Law school and our early training teach us to prepare a researched and thoughtful argument and then make it.  Our gut instinct from our training then is to argue and try to be rational in the face of an emotional outburst.  It’s ridiculous actually to think that we will have any possibility of convincing an emotionally flooded person that their reaction is wrong by using a rational argument or frankly any argument at all.  Contrary to the lawyerly gut instinct to argue, the best response to an emotional outburst might be to check in with yourself.

Take 3 breaths

Literally take the time of 3 breaths to gauge your own reactivity.  Check on your demeanor, tone of voice, nonverbal communication, facial expression, think about slowing down and lowering your voice if needed.
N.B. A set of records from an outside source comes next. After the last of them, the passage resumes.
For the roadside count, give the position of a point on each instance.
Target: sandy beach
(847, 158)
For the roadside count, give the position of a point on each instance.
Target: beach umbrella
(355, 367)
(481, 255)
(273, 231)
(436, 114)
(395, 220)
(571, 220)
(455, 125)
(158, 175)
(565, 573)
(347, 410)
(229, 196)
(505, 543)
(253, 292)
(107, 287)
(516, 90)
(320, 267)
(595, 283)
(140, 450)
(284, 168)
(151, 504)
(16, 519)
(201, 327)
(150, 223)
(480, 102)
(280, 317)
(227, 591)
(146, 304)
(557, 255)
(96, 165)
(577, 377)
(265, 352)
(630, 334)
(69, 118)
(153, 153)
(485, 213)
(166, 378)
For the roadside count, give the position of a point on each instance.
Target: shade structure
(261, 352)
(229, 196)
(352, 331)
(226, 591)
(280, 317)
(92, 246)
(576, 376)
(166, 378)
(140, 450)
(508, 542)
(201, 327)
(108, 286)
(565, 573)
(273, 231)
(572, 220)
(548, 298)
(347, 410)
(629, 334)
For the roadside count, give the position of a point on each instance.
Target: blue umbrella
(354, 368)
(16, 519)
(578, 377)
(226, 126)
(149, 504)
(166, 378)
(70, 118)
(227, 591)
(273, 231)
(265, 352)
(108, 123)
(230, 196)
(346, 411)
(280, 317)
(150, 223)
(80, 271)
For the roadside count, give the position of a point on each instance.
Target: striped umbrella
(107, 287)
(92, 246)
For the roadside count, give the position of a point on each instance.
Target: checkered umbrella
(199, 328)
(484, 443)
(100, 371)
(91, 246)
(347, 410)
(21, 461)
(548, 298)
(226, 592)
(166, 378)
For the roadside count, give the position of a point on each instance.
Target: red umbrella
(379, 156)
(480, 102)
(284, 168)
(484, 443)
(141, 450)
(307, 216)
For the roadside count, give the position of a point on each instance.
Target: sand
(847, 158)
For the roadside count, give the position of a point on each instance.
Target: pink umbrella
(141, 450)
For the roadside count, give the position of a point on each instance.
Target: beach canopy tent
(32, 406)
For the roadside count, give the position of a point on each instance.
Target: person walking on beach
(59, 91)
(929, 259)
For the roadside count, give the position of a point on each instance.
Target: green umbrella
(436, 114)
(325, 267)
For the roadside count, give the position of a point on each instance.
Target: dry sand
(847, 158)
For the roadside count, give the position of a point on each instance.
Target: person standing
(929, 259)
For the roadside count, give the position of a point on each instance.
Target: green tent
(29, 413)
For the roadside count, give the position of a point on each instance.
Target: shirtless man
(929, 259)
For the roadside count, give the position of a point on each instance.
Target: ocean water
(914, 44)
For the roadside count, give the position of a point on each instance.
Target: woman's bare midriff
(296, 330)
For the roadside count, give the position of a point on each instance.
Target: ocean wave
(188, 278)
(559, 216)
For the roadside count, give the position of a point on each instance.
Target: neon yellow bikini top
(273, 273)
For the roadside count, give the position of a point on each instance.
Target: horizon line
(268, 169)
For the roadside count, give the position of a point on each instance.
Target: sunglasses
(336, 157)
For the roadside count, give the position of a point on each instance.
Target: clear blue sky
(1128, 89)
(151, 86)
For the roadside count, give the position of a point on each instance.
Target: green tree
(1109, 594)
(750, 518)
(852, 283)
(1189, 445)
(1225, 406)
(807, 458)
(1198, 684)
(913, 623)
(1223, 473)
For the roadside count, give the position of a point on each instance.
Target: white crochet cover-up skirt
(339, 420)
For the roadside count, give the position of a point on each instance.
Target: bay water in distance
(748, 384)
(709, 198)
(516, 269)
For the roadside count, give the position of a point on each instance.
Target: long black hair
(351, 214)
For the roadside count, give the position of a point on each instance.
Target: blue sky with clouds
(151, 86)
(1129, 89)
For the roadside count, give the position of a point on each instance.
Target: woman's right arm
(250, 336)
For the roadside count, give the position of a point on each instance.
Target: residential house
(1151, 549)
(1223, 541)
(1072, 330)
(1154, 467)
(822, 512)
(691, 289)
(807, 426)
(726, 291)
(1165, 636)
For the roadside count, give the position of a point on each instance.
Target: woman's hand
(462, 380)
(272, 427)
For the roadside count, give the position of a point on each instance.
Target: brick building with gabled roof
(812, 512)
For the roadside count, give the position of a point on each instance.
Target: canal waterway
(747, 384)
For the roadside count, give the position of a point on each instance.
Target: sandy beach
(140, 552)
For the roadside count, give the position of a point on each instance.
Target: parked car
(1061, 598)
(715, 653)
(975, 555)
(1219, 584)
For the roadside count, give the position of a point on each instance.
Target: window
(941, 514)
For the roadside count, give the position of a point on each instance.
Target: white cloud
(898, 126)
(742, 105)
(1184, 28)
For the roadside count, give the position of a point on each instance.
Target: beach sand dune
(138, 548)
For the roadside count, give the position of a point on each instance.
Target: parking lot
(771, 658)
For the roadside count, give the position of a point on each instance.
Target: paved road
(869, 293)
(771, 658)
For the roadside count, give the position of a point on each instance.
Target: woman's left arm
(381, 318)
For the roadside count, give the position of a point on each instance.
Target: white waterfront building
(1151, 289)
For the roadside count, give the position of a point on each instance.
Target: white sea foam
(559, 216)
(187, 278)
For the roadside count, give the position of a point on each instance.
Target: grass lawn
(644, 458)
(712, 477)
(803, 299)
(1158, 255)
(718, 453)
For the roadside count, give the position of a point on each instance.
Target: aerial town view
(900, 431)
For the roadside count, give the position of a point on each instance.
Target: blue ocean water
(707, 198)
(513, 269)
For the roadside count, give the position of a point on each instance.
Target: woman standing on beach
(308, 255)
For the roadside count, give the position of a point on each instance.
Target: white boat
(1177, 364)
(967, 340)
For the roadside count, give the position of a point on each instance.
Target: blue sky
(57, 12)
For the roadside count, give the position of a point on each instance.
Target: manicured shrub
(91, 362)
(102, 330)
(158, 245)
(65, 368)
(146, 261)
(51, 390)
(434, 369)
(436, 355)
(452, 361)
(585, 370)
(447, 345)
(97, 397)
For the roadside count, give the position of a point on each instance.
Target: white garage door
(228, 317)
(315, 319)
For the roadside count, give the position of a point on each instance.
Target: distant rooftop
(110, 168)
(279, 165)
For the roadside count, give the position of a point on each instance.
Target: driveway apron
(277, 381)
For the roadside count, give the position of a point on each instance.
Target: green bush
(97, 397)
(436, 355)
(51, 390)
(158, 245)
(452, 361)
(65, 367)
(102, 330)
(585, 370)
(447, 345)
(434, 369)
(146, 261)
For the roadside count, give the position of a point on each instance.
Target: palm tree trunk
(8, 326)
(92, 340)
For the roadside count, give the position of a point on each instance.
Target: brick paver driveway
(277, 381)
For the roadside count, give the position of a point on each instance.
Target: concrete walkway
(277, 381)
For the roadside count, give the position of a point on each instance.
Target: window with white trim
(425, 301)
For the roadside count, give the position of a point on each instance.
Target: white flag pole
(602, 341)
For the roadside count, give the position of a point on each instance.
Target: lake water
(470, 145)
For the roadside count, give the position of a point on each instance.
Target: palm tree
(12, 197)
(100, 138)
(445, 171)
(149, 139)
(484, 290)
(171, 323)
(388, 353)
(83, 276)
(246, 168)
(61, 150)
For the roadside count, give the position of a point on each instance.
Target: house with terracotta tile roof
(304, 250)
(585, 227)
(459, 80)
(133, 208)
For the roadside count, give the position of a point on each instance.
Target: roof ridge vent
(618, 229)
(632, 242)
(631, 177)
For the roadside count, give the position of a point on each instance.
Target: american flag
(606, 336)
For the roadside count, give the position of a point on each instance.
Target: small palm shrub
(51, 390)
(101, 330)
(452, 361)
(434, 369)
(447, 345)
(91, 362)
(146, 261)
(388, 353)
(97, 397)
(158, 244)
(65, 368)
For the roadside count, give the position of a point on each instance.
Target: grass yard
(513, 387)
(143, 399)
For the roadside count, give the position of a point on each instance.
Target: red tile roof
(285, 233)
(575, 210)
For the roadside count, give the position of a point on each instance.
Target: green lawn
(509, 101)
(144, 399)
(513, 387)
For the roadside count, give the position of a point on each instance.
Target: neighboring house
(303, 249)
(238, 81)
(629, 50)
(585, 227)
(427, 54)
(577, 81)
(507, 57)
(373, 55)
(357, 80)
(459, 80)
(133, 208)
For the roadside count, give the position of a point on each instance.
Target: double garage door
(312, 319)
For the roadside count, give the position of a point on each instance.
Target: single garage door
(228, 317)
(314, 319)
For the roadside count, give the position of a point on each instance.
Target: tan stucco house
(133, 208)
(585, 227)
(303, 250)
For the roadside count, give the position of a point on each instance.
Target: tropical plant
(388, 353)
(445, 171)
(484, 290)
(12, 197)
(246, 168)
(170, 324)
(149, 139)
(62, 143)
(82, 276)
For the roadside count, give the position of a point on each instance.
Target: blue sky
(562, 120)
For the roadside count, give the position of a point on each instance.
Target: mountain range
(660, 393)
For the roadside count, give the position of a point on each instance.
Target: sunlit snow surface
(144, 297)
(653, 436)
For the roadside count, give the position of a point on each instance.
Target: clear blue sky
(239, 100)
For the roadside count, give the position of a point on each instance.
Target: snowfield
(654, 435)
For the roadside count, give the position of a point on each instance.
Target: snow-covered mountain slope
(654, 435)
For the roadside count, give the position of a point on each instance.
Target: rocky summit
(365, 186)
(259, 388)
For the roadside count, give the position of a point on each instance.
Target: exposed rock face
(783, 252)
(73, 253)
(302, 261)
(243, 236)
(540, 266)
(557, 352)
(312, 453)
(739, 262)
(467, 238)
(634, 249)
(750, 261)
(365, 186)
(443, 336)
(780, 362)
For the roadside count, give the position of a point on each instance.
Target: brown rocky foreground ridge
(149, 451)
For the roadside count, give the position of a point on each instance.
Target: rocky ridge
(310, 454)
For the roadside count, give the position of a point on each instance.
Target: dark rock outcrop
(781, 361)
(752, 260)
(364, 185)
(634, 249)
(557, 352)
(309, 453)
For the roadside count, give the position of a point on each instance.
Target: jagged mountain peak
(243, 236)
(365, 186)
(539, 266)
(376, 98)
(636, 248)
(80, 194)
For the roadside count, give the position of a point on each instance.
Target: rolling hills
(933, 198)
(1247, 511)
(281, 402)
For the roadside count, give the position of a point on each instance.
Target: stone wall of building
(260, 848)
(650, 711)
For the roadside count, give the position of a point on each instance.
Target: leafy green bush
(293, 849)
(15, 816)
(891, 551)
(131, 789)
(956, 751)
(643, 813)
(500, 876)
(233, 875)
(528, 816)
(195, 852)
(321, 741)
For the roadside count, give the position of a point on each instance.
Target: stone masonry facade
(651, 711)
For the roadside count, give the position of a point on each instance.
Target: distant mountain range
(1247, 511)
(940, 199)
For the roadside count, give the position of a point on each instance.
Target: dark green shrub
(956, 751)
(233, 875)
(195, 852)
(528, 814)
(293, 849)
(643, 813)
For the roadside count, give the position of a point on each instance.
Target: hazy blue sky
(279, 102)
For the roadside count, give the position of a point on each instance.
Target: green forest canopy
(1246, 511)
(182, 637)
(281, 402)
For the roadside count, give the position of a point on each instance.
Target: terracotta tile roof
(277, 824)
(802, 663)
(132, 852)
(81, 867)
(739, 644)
  • With breath 1, wonder what is going on for the person or people;
  • With breath 2, notice how it makes you feel and what it touches in you.
  • With breath 3, resolve to act with empathy from your insights not your own reactivity.

Listen

Listen to the other person and let them know you heard them.  In our Working Creatively with Conflict: Mediation and Conflict Resolution Training basic training, we teach participants a fundamental two step skill for listening that we call the Loop of Understanding.  Mastering the skill of “looping” helps lawyers learn to respond appropriately to what is being said without having to argue or try solve the expressed problem before truly understanding it.  Looping what is being said often has a soothing effect and also buys time to figure out what to do next.

Looping the Dynamic

Observe what happened in the room and remark on it without judgment.  We call this looping the dynamic – commenting on what is happening in the room that caused the emotional outburst.  Looping the dynamic may stop the defensive reactions and – create space to move beyond a right-wrong conversation.

Don’t Take it Personally

Take the initiative when you think it might be about you.  Try especially hard to do this when people are mad at you – e.g. your client thinks you aren’t protecting them enough.  If the person is angry at you, it may not be about you.  You have triggered something in them.  Or they may be triggered by the other party, attorney or something else.  The triggering event may be personally directed but the strength of the reaction is about what is going on for them.  Rather than reacting defensively to what may feel like a personal attack, ask questions to understand what has triggered a strong reaction.